[Coco] disk files and program speed

Mon Nov 23 18:39:33 EST 2009

I have come to the conclusion that fast and disk files do not belong in the same sentence together. "fast disk search" is an oxymoron.

I was going over the post from jdiffendaffer concerning searches. I knew that I was getting the entire record before comparing the fields, and thought, "What if I only get the fields that are to be compared? Surely getting 1 byte and 1 other field for comparison is faster than getting the whole record. Then, if a match is found, I can seek to the correct position and update the reference count." Well, the extra seeks involved in getting 2 fields of a record from a disk file slowed the program down alot. Decoding createmsg went from 2:10 to 2:49.

It looks like the only way to speed the searches and sorts up is to find a way to deal with them in memory, at least the parts that need to be compared. I would use arrays, but there is a fundamental problem. Differing sizes of arrays. One procedure may contain 300 variable references, while another contains over 2000. One may contain no line references while another contains over 200. And the literals? Decode (before the string optimizations) contained 549 unique literal references, and over 1000 total.

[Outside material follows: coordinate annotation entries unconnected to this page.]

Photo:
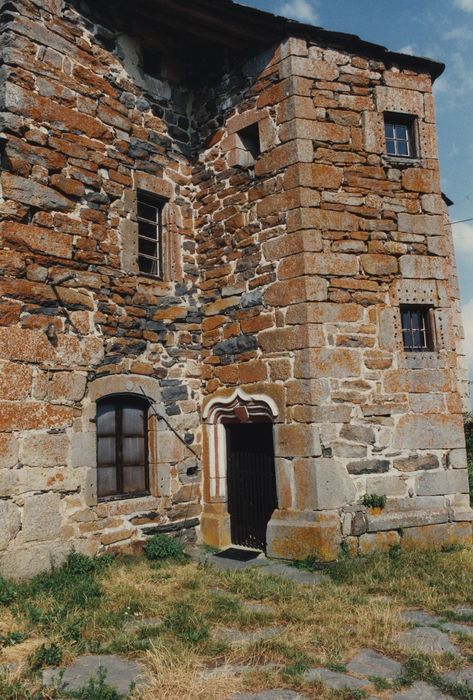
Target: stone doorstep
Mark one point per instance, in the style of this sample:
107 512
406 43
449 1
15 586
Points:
233 636
266 566
237 670
121 673
427 640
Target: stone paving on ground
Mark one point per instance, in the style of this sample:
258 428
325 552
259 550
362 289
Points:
428 633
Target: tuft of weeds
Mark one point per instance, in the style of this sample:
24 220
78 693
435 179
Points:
12 638
334 666
186 624
164 547
372 500
310 563
96 689
46 655
7 592
295 670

I wish there was a way to dynamically add to the elements of an array, but there isn't. Because of this, I'd have to establish arrays large enough to handle the largest number of references that could be contained in a procedure.

I have calculated that, even if the arrays only contain the fields for comparison, the variable reference array would have to be 600 minimum elements, each element composed of 1 byte and 1 integer, for a total of 1800 bytes. The line reference array would be structured similarly, but wouldn't need more than 300 elements, since I have yet to see a procedure with more than 150 line references, but that may not be the max I could run into. So, that's another 900 bytes. The literals references would need 2 bytes, 1 integer, 1 real and a string of 80 per element, and (based on decode) I would need at least 600 elements. That's 89 bytes times 600 elements, for a total of 53,400 bytes.

Add all three together, and you get a total size, just for the arrays, of 56,100 bytes of data space. I don't think OS9 or NitrOS9 will allow data of that size in memory.

You may ask, why do you need to count all those literals anyway? I knew, back when I wrote DCom, that I needed to find a way to correlate variables passed as parameters to the procedures they are passed to. While this is not necessary to the idea of reproducing the source code of any one procedure, it would help with figuring out how your procedures were related.

Named subroutines are the easy ones. The procedure name exists in the subroutine section of the VDT. If you used a string variable to name the procedure to be called, all you get is a reference to a string variable. Without knowing what the name of the procedure is, it's impossible to match parameters between them.

In addition, counting the literals can help show you where you can optimize the literals and reduce code size. While I still haven't gotten to the point where I can say literal X contains the name of the procedure called in RUN statement Y, I am getting closer to that mark.

I can probably put sorting the literals (and dealing with that association) in a different program, but I still have to be able to identify them, and doing it while going through the first pass through the instruction code is the best time. But maybe, for the above reasons, it isn't. Maybe I should put literals on the shelf for now and concentrate on getting decode to correctly identify everything else.

Wayne